Teures Vergnügen in Smoky Beach
Neben Grün dominiert Beige eindeutig die Farbskala dieses Tages, und so blendet es fast, als wir in Streaky Bay auf diese aquamarinblaue Wand zufahren. Wir sind mal wieder am Meer angelangt, fahren aber für einen Nachmittagskaffee noch ein Kaff weiter nach Smoky Beach. Wer glaubt, der Name lasse auf ein Raucherparadies (vielleicht sogar mit Nacktqualmstrand) schließen, sieht sich spätestens beim Blick über die Schulter in Barbs Gemischtwarenladen getäuscht.
Die Schachtel Marlboro kostet stramme 17,50 australische Dollar, das sind über zwölf Euro. Dann eben nur ein Mango-Eis und einen Tee, was immer noch mit sechs Dollar zu Buche schlägt. „Das ist eben ein sehr abgelegener Ort“, sagt unser Scout Phil entschuldigend.
Atomtests und Sonnenfinsternis - mehr passiert nicht in Ceduna
So gesehen zittern wir schon vor den Preisen in Südaustraliens Regionalmetropole Ceduna mit ihren 2.304 Einwohnern. Welch erhebliche Bedeutung diese Hafenstädte wie Ceduna genießen, lässt sich daran ablesen, dass die bemerkenswertesten Ereignisse seit Bestehen der Stadt in einer Reihe britischer Atombombentests und einer perfekten Sonnenfinsternis (Dezember 2002) bestanden. Es wurde also ein paar Mal ganz hell und einmal ganz dunkel.

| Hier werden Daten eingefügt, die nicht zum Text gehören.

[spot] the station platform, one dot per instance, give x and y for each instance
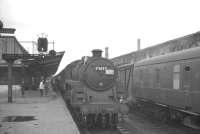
(33, 114)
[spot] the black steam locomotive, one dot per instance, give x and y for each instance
(91, 89)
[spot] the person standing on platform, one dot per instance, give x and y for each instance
(41, 87)
(22, 88)
(46, 87)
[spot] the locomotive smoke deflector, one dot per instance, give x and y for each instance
(97, 53)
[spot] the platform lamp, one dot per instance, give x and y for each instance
(9, 59)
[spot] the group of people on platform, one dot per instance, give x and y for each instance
(43, 87)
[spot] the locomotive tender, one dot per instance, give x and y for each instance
(171, 82)
(90, 88)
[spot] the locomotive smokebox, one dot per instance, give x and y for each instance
(97, 53)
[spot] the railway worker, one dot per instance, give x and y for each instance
(41, 87)
(22, 88)
(46, 87)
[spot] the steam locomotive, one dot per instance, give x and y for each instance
(91, 90)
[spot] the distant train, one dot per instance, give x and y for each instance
(91, 89)
(170, 84)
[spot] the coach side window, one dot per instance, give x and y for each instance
(176, 76)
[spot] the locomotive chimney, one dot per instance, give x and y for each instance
(138, 44)
(106, 53)
(96, 52)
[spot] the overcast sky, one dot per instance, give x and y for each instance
(78, 26)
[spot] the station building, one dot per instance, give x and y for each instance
(186, 42)
(26, 70)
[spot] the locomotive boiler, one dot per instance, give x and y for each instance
(90, 88)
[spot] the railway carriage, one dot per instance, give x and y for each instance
(171, 82)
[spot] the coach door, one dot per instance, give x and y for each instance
(187, 81)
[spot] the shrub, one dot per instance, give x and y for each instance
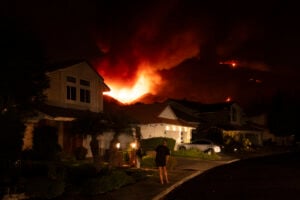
(151, 143)
(106, 183)
(195, 153)
(45, 143)
(80, 153)
(148, 161)
(44, 188)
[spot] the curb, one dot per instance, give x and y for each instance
(169, 189)
(178, 183)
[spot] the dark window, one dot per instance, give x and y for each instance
(71, 93)
(85, 96)
(84, 82)
(71, 79)
(234, 114)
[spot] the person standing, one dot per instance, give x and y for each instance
(161, 160)
(139, 155)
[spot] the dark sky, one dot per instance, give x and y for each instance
(182, 41)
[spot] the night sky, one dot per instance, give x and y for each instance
(180, 42)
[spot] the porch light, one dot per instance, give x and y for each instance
(118, 145)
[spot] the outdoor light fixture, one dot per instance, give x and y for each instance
(118, 145)
(133, 145)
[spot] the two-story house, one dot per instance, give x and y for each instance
(75, 89)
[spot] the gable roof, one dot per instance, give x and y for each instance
(151, 113)
(67, 114)
(69, 63)
(201, 107)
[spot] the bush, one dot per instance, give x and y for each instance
(195, 153)
(106, 183)
(44, 188)
(148, 162)
(150, 144)
(45, 143)
(80, 153)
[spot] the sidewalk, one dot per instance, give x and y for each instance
(151, 189)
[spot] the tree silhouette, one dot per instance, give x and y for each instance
(23, 81)
(282, 120)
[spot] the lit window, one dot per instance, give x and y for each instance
(71, 93)
(84, 82)
(85, 96)
(71, 79)
(234, 115)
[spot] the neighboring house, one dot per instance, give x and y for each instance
(161, 120)
(227, 117)
(76, 89)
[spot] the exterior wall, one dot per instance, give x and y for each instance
(236, 115)
(104, 141)
(179, 133)
(167, 113)
(255, 137)
(57, 93)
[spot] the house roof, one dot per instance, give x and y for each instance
(245, 127)
(68, 63)
(63, 113)
(149, 113)
(201, 107)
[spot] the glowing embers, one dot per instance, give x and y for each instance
(231, 63)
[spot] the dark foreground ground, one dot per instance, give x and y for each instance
(270, 177)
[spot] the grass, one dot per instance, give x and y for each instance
(195, 153)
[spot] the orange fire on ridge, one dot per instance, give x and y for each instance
(144, 83)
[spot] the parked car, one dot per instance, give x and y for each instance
(204, 145)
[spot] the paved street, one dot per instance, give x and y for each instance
(273, 177)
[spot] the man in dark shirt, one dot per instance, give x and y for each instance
(161, 159)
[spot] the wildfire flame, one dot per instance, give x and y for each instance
(145, 81)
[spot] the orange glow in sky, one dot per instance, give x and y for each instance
(228, 99)
(145, 83)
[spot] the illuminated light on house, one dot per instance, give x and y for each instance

Aber wir wollen nicht ungerecht sein. Ceduna ist ein hübsch herausgeputztes Dörfchen, mit einem langen Sandstrand an glitzernden Gestaden. In Ceduna gibt es sogar einen Computerladen, der bis 21 Uhr geöffnet hat. Im Hotel gibt es kabelloses Internet unter dem Namen Nomadnet. Das passt zu uns. Da wo wir morgen hinfahren, gibt es gar kein Internet mehr. Wir verlassen sozusagen das digitalisierte Gebiet, das wird bestimmt spannend, auch wenn wir vielleicht gar nicht sofort darüber im World Wide Web berichten können. Wenn Ihr in drei Tagen nichts von uns gehört habt, schickt Hilfe!